Preoperative and 6-, 12-, and 24-h endocan, PCT, and CRP plasma levels according to subsequent pulmonary infection
| Biomarker | Timing | Pulmonary infection | Mean ± SD | p value |
|---|---|---|---|---|
| Endocan, ng/mL | Preoperatively | No | 3.07 ± 2.37 | 0.69 |
| Yes | 2.21 ± 1.47 | |||
| 6 h | No | 6.44 ± 3.16 | 0.03 | |
| Yes | 24.16 ± 15.64 | |||
| 12 h | No | 9.79 ± 7.18 | 0.07 | |
| Yes | 25.27 ± 14.35 | |||
| 24 h | No | 13.17 ± 6.68 | 0.63 | |
| Yes | 15.14 ± 15.29 | |||
| PCT, ng/mL | Preoperatively | No | 0.05 ± 0.03 | 0.26 |
| Yes | 0.11 ± 0.12 | |||
| 6 h | No | 0.90 ± 1.70 | 0.11 | |
| Yes | 4.32 ± 7.03 | |||
| 12 h | No | 1.32 ± 2.43 | 0.22 | |
| Yes | 6.13 ± 9.65 | |||
| 24 h | No | 2.04 ± 3.15 | 0.6 | |
| Yes | 6.49 ± 11.08 | |||
| CRP, mg/L | Preoperatively | No | 3.38 ± 4.91 | 0.19 |
| Yes | 16.81 ± 29.41 | |||
| 6 h | No | 15.18 ± 9.39 | 0.01 | |
| Yes | 48.54 ± 41.29 | |||
| 12 h | No | 51.83 ± 18.09 | 0.03 | |
| Yes | 102.8 ± 65.21 | |||
| 24 h | No | 137.91 ± 51.03 | 0.1 | |
| Yes | 197.76 ± 89.29 | |||
PCT, procalcitonin; CRP, C-reactive protein.

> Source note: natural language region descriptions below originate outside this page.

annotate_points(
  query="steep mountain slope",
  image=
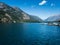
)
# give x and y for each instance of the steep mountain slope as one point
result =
(10, 14)
(53, 18)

Diagnostic Performance of the Tested Biomarkers
The patients with pulmonary infection had significantly higher levels of endocan 6 h postoperatively than the patients with an uneventful outcome (p = 0.03) (Table 1). For these patients, the diagnosis of pneumonia was established on average 53 ± 20 h after the operation, and antibiotic treatment was initiated after an average of 62 ± 27 h. The receiver operating characteristic curve for endocan at 6 h showed the best diagnostic performance for the detection of pulmonary infections, with an area under the curve of 0.84, as well as 80% sensitivity and 100% specificity, at a cutoff value of 15.9 ng/mL (Fig. 1a). The PCT levels showed no relevant differences between the infected and the uninfected patients. The CRP levels at 6 and 12 h were related to postoperative pulmonary infection, with p values of 0.01 and 0.03, respectively. There was no significant difference in creatinine clearance between the patients with postoperative pulmonary infection and those without 6, 12, 24, or 48 h after surgery (p = 0.40, 0.22, 0.20, and 0.23, respectively).
Fig. 1.
Receiver operating characteristic curves of biomarker plasma levels 6 h after the end of surgery. a Endocan alone. b Association of endocan plus PCT. c Association of endocan plus CRP. PCT, procalcitonin; CRP, C-reactive protein; AUC, area under the curve.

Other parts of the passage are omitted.